I made this thread after hearing people talk about the pros and cons of using a laptop as their primary editing suite. I made the switch to solely using a Macbook Pro for editing as my photography job constantly takes me around the world, but with a difference. The other issue I would like to discuss is the increasing need for data back-up/redundancy after a court issue with a colleague in the wedding industry in Adelaide.
Firstly, below is my workstation at home, Ive posted up the specs and reasons for doing so down below. But would like to mention how great the Matrox products DualHead2Go and TripleHead2Go is for laptop users wanting to connect more than 1 external monitor to their laptop for editing purposes. They are able to run 2 to 3 external monitors at once, and the laptop monitor as well at a resolution of 1920x1080, for 1080p and perfect for affordable but nice monitors like a 2311H Ultrasharps or the more expensive U2410. It only costed me $320 delivered from a company in Sydney, it can be bought a bit cheaper from the US on Ebay. They come in VGA analog model, Digital for DVI connection, or DisplayPort edition I am using here for the highest resolution possible for the Matrox. The screen shot below shows CS5 opened on the left and Lightroom 3 opened on the right, with the laptop screen for miscellaneous stuff. I dont experience any input lags for this kind of work at home, and the Matrox recognizes it as an external screen extension so it drags all the way to the left or right, not 3 separate monitors. But I had no problems calibrating it. Just make sure you use 2 or 3 exact monitor models for uniformity of colour and results. Highly recommended to anyone using laptops!
The other more important issue I want to raise is how we as professionals, even amateurs and hobbyists alike - back up our data for security and redundancy. I have just heard of a photographer in Adelaide being taken to court with a $15,000 dollar lawsuit, plus a return of the wedding fees and all court expenses, at nearly $30,000 in damages being sought by the bride and groom
The aforesaid photographer lost the majority of photos on the , and cannot seem to recover them even after employing data recovery experts and hardware etc. Very sad and major bummer for the bride and groom, and possible career suicide for the photographer. I do not know what the full story is, but after hearing that it kinda scared me into reviewing and foolproofing my back up methods more.
Since switching mid last year from using 1D bodies to 5D2s, I have lost the ability to use 2 memory cards at once for data mirroring. As I strongly believe the first back up you do is in the camera not when you get home.

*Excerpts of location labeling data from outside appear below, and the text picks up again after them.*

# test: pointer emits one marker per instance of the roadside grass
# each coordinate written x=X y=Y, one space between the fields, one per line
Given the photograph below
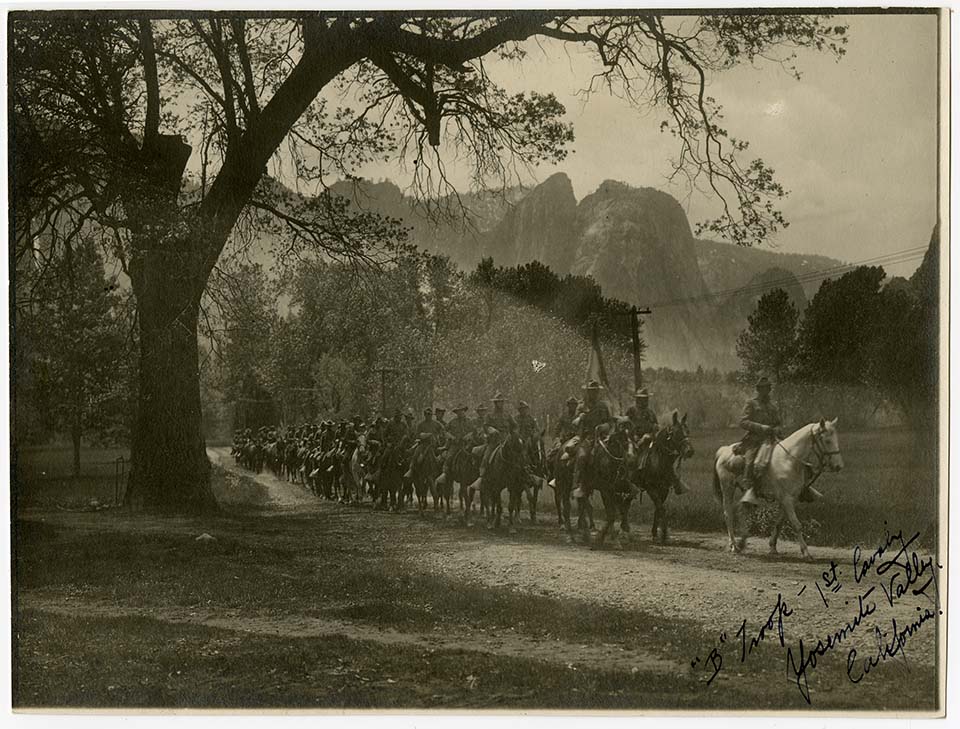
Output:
x=880 y=487
x=43 y=476
x=286 y=566
x=320 y=564
x=141 y=662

But since the change I have started using at least 1 or 2 photographer assistants on the day, no matter how big or small the wedding is, that way they can keep going if I suffer any problems. Having a back up camera helps tremendously too in case.
On the day, during down times - ie. driving to another location or lunch or dinner or short breaks, we use the opportunity to back up the cards onto the Solid State Drive on my laptop - better security than using a normal HDD as I dont have to worry about mechanical crashes/data corruption as much, and also a normal portable hard drive.
End of the day, go home and upload the photos to 2 drives from a RAID array, and keep the external portable drive at the office and off-site. What has been on my mind lately is the idea of using a fire-proof safe to store the drives and some equipment in. Does anyone currently use these or something similar?
I guess what Im really trying to say is that it is paramount for professionals to have safety nets in place, especially when shooting something like weddings which is big money for both sides and cannot be re-shot again.
My portable editing suite at home - this set up is geared at maximum portability for usage whilst traveling and on locations for shooting tethered, processing and editing and miscellaneous stuff with maximum security and data redundancy - thanks to solid state drive
1. Macbook Pro i7 with 8GB Ram, 128GB Solid State Drive for ultra fast loading time and data access and impossible to suffer from hard drive crash by mechanical means. Screen is 15 inch Hi Resolution option with Matte for non reflective surface for temporary editing - colour and brightness calibrated by Color Munki spectrometer at 120 cdm/2 at D65.
2. Primary monitors - twin Ultrasharp 2311H IPS with laptop via Matrox DualHead2Go unit. Both colour and brightness calibrated by Color Munki spectrometer at 120 cdm/2 at D65. Great IPS monitors and affordable and with very good colour accuracy as tested around the world. One panel can be detached easily and taken for traveling and on locations for accurate editing.
3. Data Redundancy - Primary - 4TB RAID array at RAID 1 set up for data mirroring at 2TB each on 2 drives. Connected to Macbook via Firewire 800 for ultra fast data access. Secondary - twin Western Digital external HDDs at 1TB each. All drives can be unplugged and pulled fast in case of emergencies. With an external drive at the office for off-site security.
Half of this set up is able to be easily transported in luggage to be flown on planes and used on location anywhere. I could easily go for much faster Mac Pro desktops and better monitors, but they are not as portable and much more expensive. So I think this is a good compromise between fast efficient speed and power, data access and security.